Monthly Archives: July 2013

Southampton CyberSecurity Seminar

I recently delivered a seminar for the Southampton University Cyber Security seminar series. My talk introduced some of the research I’ve been doing into the UK’s Data Protection Register, and was entitled ‘Data Controller Registers: Waste of Time or Untapped Transparency Goldmine?’.

The idea of a register of data controllers came from the EU Data Protection Directive, which set out a blueprint for member state’s data protection laws. Data controllers – any entity responsible for collection and use of personal data – must provide details about the purposes of collection, categories of data subjects, categories of personal data, any recipients, and any international data transfers, to the supervisory authority (in the UK, this is the Information Commissioner’s Office). This represents a rich data source on the use of personal data by over 350,000 UK entities.

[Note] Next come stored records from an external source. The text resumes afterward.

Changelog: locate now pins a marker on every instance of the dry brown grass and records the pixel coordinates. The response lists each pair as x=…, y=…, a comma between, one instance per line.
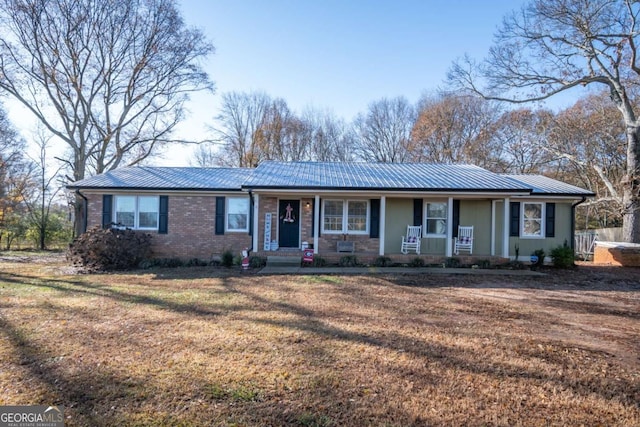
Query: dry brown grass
x=204, y=347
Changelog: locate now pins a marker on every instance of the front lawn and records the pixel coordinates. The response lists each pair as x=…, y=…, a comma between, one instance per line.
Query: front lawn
x=200, y=346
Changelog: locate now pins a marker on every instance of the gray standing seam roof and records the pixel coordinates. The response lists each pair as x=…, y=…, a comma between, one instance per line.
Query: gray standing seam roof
x=378, y=176
x=329, y=176
x=167, y=178
x=543, y=185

My talk explored some initial results from my research into 3 years worth of data from this register. A number of broad trends have been identified, including;

  • The amount of personal data collection reported is increasing. This is measured in terms of the number of distinct register entries for individual instances of data collection, which have increased by around 3% each year.
  • There are over 60 different stated reasons for collection of data, with ‘Staff Administration’, ‘Accounts & Records’ and ‘Advertising, Marketing & Public Relations’ being the most popular (outnumbering all other purposes combined).
  • The categories of personal data collected exhibit a similar ‘long tail’, with ten very common categories (including ‘Personal Details’, ‘Financial Details’ and ‘Goods or Services Provided’) accounting for the majority of instances.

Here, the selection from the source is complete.